03.10.2011
La source des crises
Pour expliquer la crise globale que nous traversons, la Conférence des évêques de France met en avant trois principaux facteurs de bouleversement qui se conjuguent et s'aggravent :
- Le formidable développement des techniques scientifiques qui incite à projeter ou même à mettre à exécution des idées qui étaient restées jusque-là au stade des rêves ou des cauchemars. Ainsi le perfectionnement de la connaissance et de la compréhension du vivant suscitent des désirs que rien ne paraît pouvoir limiter. Il est donc urgent et indispensable que l'homme puisse mieux définir qui il est, et déterminer les conditions de son propre respect. Faute d'une appréhension précise de sa dignité, il se laisse inexorablement fasciner par son pouvoir
scientifique, dont il est tenté d'attendre la solution à tous ses problèmes, en oubliant de voir ce qui risque de se retourner contre lui.

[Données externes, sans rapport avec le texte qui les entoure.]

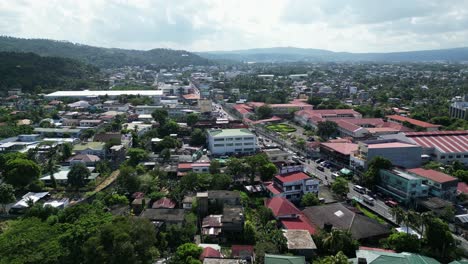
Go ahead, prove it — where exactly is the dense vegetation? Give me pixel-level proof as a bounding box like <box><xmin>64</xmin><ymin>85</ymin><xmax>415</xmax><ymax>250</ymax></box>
<box><xmin>0</xmin><ymin>37</ymin><xmax>210</xmax><ymax>68</ymax></box>
<box><xmin>0</xmin><ymin>51</ymin><xmax>99</xmax><ymax>92</ymax></box>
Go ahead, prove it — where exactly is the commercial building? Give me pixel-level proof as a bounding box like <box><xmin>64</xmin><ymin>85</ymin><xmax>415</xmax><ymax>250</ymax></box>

- La fin d'une certaine homogénéité culturelle de nos sociétés. [...] Ainsi coexistent aujourd'hui, à égalité de droits, des personnes ayant des origines ethniques et des références culturelles et religieuses les plus variées. Pour des citoyens de plus ou moins vieille souche, ceci peut engendrer un sentiment d'instabilité très délicat à vivre. Pour beaucoup de nouveaux arrivés, cela se traduit par le fait de se sentir mal accueillis et de ne pas pouvoir trouver une place dans une société qu'ils ne peuvent pourtant plus quitter.
- La tendance à revendiquer toujours plus ses droits sans beaucoup s'inquiéter de ses devoirs. Si les libertés individuelles ont contribué à augmenter le sens de la responsabilité personnelle, l'individualisme finit par dissoudre la vie sociale, dès lors que chacun juge toute chose en fonction de son intérêt propre. Le bien commun de tous risque d'être confondu avec la somme des avantages particuliers.
Ces transformations interrogent la conception que l'on se fait de l'homme, de sa dignité et de sa vocation. [...] L'éclatement des références éthiques fait reposer un poids moral toujours plus lourd sur la formulation des lois. Puisqu'elles jouent inévitablement un rôle de référence morale dont il convient de tenir compte, le législateur ne peut se contenter d'enregistrer l'évolution des mœurs. [...] Nous ne pouvons pas attendre du pouvoir politique plus qu'il ne peut donner. [...] Le mode de vie qui est le nôtre depuis quelques décennies ne pourra pas être celui de tous les pays du monde, ni même se maintenir perpétuellement tel quel chez nous. Depuis longtemps, avec d'autres, les papes et les évêques appellent chacun à reconsidérer sa manière de vivre, à privilégier l'être plus que l'avoir, à chercher et promouvoir un « développement intégral » pour tous.